Technical assessment

This entails testing the system against previously codified requirements as well as extending test coverage to make sure critical non-functional aspects are verified — cybersecurity, performance under load, usability, and more.

In parallel, to ensure a smooth, fast path to market for the product, the development plan will outline:

  • Finalized regulatory position for the device along with the necessary regulatory tasks.
  • Product versions mapped onto project phases, each showing what value will be delivered by every product version, matched with corresponding timelines, cost and effort.
  • Readiness levels for external check-points such as user studies, clinical trials, regulatory submission, and market releases.
  • Mechanisms to capture feedback from the market and leverage it for product roadmap planning, including post-launch activities.

 

Why connectivity is key

While this essential development is underway, it’s time to future-proof your device by adding connectivity. 

Connecting your medical device during development significantly facilitates adding digital health components, either immediately or in time, that will unlock the full potential of your product. It will enable the collection of data to improve the device, therapy, and patient experience as well as making your product more usable for patients and care teams, and more attractive in the market to consumers and investors. 

Adding connectivity can result in lower production costs for wearables, for instance, as the functions previously performed on the device itself can be performed on a smartphone or in the cloud, allowing you to remove expensive and superfluous data processing, storage, or UI elements.

Moreover, digital health components turn standalone devices into innovative, truly interconnected tools that provide more holistic insights on patient health and stand out from the competition.

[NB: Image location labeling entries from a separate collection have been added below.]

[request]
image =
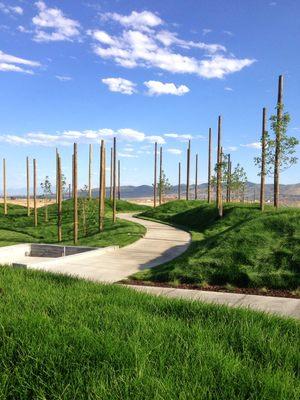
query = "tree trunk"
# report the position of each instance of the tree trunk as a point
(263, 161)
(278, 142)
(75, 195)
(209, 166)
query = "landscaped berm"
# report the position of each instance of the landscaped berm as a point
(63, 338)
(246, 248)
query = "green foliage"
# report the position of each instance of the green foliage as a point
(246, 248)
(286, 145)
(65, 338)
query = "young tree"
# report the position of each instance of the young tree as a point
(279, 150)
(46, 188)
(164, 185)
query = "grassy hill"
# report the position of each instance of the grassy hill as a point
(63, 338)
(246, 248)
(16, 227)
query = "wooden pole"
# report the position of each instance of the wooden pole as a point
(111, 174)
(102, 187)
(59, 198)
(196, 178)
(56, 183)
(90, 170)
(155, 175)
(209, 166)
(28, 186)
(278, 141)
(4, 188)
(160, 175)
(188, 160)
(228, 179)
(219, 169)
(75, 195)
(35, 191)
(115, 181)
(179, 180)
(263, 160)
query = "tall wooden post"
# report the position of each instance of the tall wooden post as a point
(35, 192)
(115, 181)
(75, 194)
(111, 174)
(188, 160)
(219, 170)
(102, 187)
(278, 141)
(160, 175)
(119, 180)
(179, 180)
(59, 198)
(228, 183)
(90, 170)
(56, 182)
(155, 175)
(4, 188)
(263, 160)
(28, 186)
(209, 166)
(196, 178)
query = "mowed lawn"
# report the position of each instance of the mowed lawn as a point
(64, 338)
(17, 227)
(246, 248)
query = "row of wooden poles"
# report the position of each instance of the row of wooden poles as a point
(115, 192)
(219, 189)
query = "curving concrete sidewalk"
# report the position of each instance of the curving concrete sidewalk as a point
(160, 244)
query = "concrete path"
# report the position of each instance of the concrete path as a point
(160, 244)
(275, 305)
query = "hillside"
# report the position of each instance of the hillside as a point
(246, 248)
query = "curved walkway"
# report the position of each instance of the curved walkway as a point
(160, 244)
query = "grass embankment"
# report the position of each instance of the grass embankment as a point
(63, 338)
(247, 248)
(17, 227)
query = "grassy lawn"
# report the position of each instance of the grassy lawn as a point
(246, 248)
(16, 227)
(63, 338)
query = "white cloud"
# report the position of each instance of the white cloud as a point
(138, 20)
(152, 47)
(11, 10)
(52, 25)
(9, 63)
(180, 137)
(63, 78)
(158, 88)
(120, 85)
(174, 151)
(254, 145)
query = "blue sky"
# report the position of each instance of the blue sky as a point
(143, 71)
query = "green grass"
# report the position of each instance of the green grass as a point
(246, 248)
(63, 338)
(17, 227)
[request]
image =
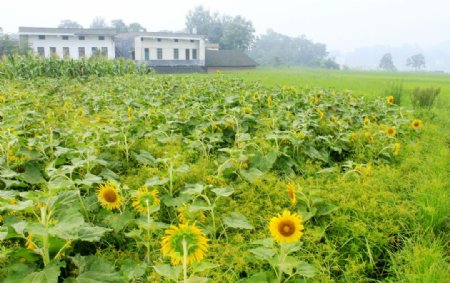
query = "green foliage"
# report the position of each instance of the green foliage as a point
(276, 49)
(395, 89)
(221, 152)
(424, 97)
(30, 66)
(229, 32)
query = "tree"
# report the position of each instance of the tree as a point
(229, 32)
(98, 22)
(119, 25)
(237, 34)
(8, 46)
(416, 61)
(136, 27)
(69, 24)
(277, 49)
(386, 63)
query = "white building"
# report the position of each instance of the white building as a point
(163, 48)
(72, 43)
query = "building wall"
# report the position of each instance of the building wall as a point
(228, 69)
(73, 43)
(168, 45)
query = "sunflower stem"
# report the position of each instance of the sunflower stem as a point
(148, 232)
(185, 251)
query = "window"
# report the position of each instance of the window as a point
(81, 52)
(105, 51)
(41, 51)
(66, 52)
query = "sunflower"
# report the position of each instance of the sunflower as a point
(291, 192)
(109, 196)
(390, 99)
(286, 228)
(390, 131)
(396, 149)
(172, 243)
(144, 199)
(29, 244)
(417, 124)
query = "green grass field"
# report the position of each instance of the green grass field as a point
(95, 170)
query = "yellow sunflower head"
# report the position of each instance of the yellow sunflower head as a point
(390, 99)
(396, 149)
(291, 192)
(143, 199)
(286, 228)
(172, 243)
(109, 196)
(390, 131)
(417, 124)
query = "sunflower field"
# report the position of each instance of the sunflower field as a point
(151, 178)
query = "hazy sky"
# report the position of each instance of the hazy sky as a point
(341, 24)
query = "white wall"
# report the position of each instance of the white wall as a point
(73, 43)
(168, 45)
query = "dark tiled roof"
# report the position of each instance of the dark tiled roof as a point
(228, 58)
(75, 31)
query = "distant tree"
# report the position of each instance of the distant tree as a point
(8, 46)
(237, 34)
(119, 25)
(229, 32)
(136, 27)
(276, 49)
(416, 61)
(98, 22)
(386, 63)
(69, 24)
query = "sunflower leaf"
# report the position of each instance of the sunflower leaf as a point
(166, 270)
(263, 253)
(237, 220)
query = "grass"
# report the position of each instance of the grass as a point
(422, 257)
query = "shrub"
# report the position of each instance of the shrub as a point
(424, 97)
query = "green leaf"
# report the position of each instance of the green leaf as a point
(264, 162)
(71, 226)
(144, 157)
(155, 181)
(223, 192)
(251, 175)
(32, 175)
(132, 270)
(305, 269)
(193, 189)
(49, 274)
(263, 253)
(237, 220)
(93, 269)
(166, 270)
(203, 266)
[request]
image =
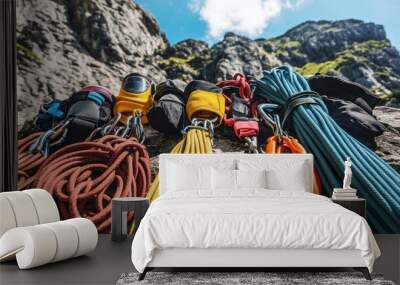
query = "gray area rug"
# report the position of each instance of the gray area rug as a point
(229, 278)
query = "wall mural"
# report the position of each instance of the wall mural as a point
(97, 104)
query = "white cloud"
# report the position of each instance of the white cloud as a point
(247, 17)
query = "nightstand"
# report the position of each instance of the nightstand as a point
(357, 205)
(119, 210)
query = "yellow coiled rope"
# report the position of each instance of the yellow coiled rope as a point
(196, 140)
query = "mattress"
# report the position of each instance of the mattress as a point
(250, 219)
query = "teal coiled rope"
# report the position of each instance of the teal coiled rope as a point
(374, 179)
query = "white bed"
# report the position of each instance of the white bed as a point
(231, 226)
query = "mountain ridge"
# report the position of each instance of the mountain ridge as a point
(64, 45)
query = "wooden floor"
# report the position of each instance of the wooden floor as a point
(106, 264)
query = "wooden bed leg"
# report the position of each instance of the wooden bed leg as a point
(364, 271)
(143, 274)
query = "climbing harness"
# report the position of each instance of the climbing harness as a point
(134, 96)
(350, 105)
(280, 141)
(239, 113)
(205, 101)
(84, 111)
(168, 114)
(374, 179)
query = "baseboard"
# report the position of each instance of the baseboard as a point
(389, 262)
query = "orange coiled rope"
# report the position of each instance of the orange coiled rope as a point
(84, 177)
(28, 162)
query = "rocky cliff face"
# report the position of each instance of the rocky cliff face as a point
(66, 44)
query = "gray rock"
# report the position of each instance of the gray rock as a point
(65, 45)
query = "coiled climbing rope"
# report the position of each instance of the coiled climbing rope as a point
(197, 138)
(374, 179)
(84, 177)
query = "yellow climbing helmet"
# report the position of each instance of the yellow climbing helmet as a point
(134, 96)
(204, 101)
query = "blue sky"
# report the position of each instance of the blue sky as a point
(210, 19)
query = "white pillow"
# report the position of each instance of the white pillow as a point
(251, 178)
(223, 179)
(182, 178)
(291, 179)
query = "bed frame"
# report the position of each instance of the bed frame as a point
(259, 259)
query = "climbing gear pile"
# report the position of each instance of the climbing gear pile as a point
(135, 95)
(204, 101)
(280, 141)
(350, 105)
(197, 138)
(206, 109)
(84, 111)
(50, 114)
(84, 177)
(319, 134)
(239, 112)
(168, 115)
(336, 87)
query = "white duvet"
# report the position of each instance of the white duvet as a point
(250, 219)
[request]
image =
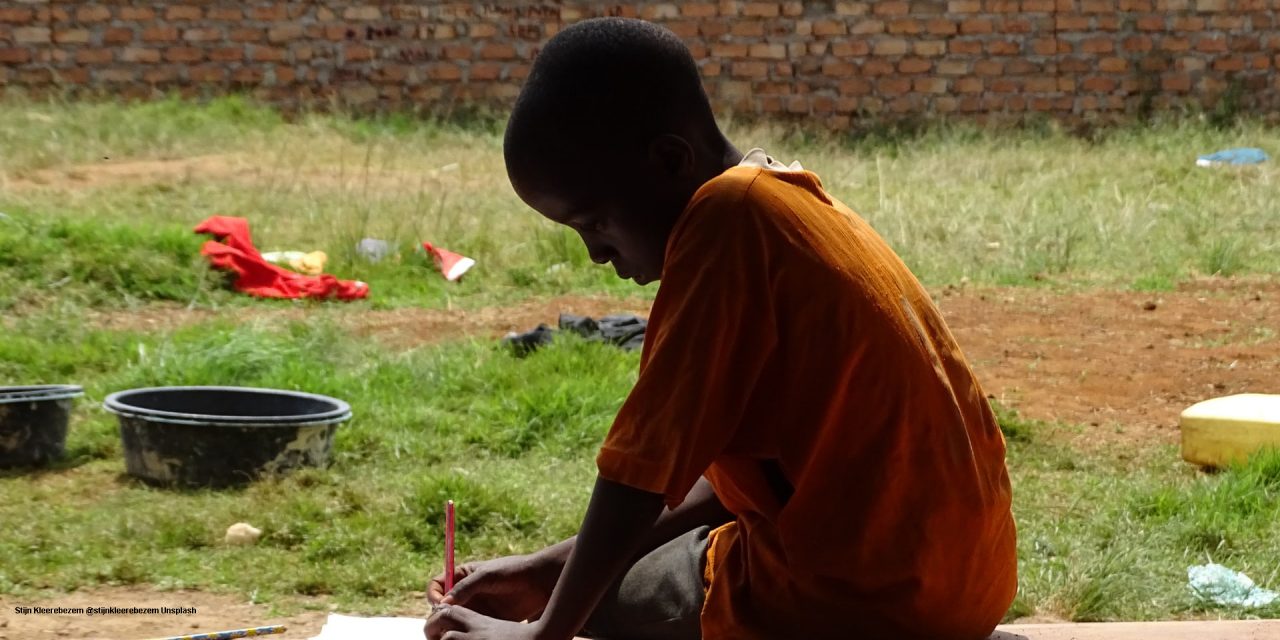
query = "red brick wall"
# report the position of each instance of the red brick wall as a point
(828, 60)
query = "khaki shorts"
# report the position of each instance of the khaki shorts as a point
(659, 597)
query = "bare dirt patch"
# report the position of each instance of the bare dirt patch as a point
(236, 168)
(1121, 365)
(214, 612)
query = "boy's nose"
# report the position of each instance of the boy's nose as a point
(599, 254)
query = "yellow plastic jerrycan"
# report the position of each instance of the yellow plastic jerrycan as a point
(1223, 430)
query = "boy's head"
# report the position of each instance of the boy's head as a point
(611, 136)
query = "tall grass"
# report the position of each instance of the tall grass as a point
(1125, 208)
(1105, 535)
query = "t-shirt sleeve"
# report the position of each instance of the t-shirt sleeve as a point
(711, 332)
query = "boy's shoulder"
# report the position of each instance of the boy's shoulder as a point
(730, 187)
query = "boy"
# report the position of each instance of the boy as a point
(828, 465)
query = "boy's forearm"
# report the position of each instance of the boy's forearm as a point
(702, 507)
(617, 524)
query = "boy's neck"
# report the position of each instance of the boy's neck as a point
(732, 156)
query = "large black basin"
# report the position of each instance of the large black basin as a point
(33, 423)
(223, 435)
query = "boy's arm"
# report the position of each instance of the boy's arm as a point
(618, 521)
(702, 507)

This also empowers companies to evolve past being simply device suppliers, expand their value proposition and unlock new revenue streams as their first device gains momentum.

 

Case study: NightBalance Lunoa

At S3 Connected Health, we’ve partnered with a range of device creators to help them realize the full potential of their products.

One example is NightBalance Lunoa, a compact, mask-free treatment for positional obstructive sleep apnea (POSA). The palm-sized sensor is worn across the chest and delivers gentle vibrations to prompt patients to change position without disturbing their sleep.

While the device was meeting its functional requirements, there was plenty of room for improvement; it still required docking to upload locally collected data, among other inconveniences. We eliminated the need for docking by adding connectivity to the device and developing a mobile app for patients. Automating data gathering through the app not only improved the user experience and allowed for improved functionality, but reduced BOM cost by removing the expensive device components.

These changes have maximized the effectiveness of the tool: data can now be uploaded wirelessly directly from a mobile app, which also displays therapy progress and sleep data, allowing patients and physicians to easily track progress. The app also facilitates over-the-air firmware updates, while a new web portal now ensures secure consent.

As a result, the device has successfully passed through classification in the USA, Europe, and Australasia, and can now be prescribed by physicians to patients with POSA. In fact, adherence with NightBalance is significantly higher than PAP therapy in patients diagnosed with positional OSA.

 

Fast-track your path to market with an experienced partner

Developing a second-generation medical device can be complex. But you don’t need to go it alone. 

By working with a specialist provider with experience in the field, you can avoid most of the pitfalls and mistakes that crop up during the device creation process, making it faster and more cost-effective than going without. Moreover, choosing a partner with experience that spans pre and post-launch development of devices and digital health solutions makes for a more cost-effective, more beneficial, and easier to manage process than any other option.

That results in a smoother path to market for your product, and guarantees patients get the care they need, sooner.